Paul van Gerven
14 October 2020

With sales coming in at 4.0 billion euros, ASML managed to beat its own expectations of 3.6-3.8 billion euros for the third quarter. Forecasting between 3.6 and 3.8 billion euros in fourth-quarter revenue, the equipment maker is on course to surpass last year’s 11.8 billion euro revenue by at least 1.5 billion euros – a year-on-year growth of 12.7 percent or more.

ASML building

The corona pandemic heavily impacted ASML’s results at the start of the year, but already by the end of the second quarter, operational capabilities had returned largely back to normal and revenues climbed accordingly (2.4 billion euros in Q1, 3.3 billion in Q2). Last quarter, ASML saw no more major disruptions due to Covid-19, neither in its own operations nor in the supply chain.

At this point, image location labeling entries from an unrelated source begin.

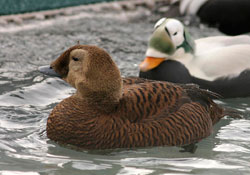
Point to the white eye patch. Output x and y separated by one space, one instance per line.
176 31
159 22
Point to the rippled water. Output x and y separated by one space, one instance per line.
27 97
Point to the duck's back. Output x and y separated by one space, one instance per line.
149 114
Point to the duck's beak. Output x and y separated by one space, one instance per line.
48 70
150 63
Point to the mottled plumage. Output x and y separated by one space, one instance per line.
140 113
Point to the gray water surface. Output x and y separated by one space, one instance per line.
27 97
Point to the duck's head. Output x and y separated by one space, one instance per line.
169 37
189 7
90 70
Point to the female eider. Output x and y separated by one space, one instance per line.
108 111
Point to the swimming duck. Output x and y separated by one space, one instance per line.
108 111
214 63
229 16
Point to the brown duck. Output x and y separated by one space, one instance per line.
108 111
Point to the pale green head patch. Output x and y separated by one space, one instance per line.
169 36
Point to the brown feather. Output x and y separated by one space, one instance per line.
147 113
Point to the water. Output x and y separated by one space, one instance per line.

All in all, therefore, corona isn’t slowing down ASML much, if at all. For 2021, it’s expecting low double-digit growth again. “There are of course uncertainties due to the macro environment, including the economic impact of Covid-19 and geopolitical developments. However, the secular end-market drivers are still in place – such as 5G, AI and high-performance computing – which fuel demand for advanced process nodes both in logic and memory, requiring advanced lithography,” said ASML CEO Peter Wennink.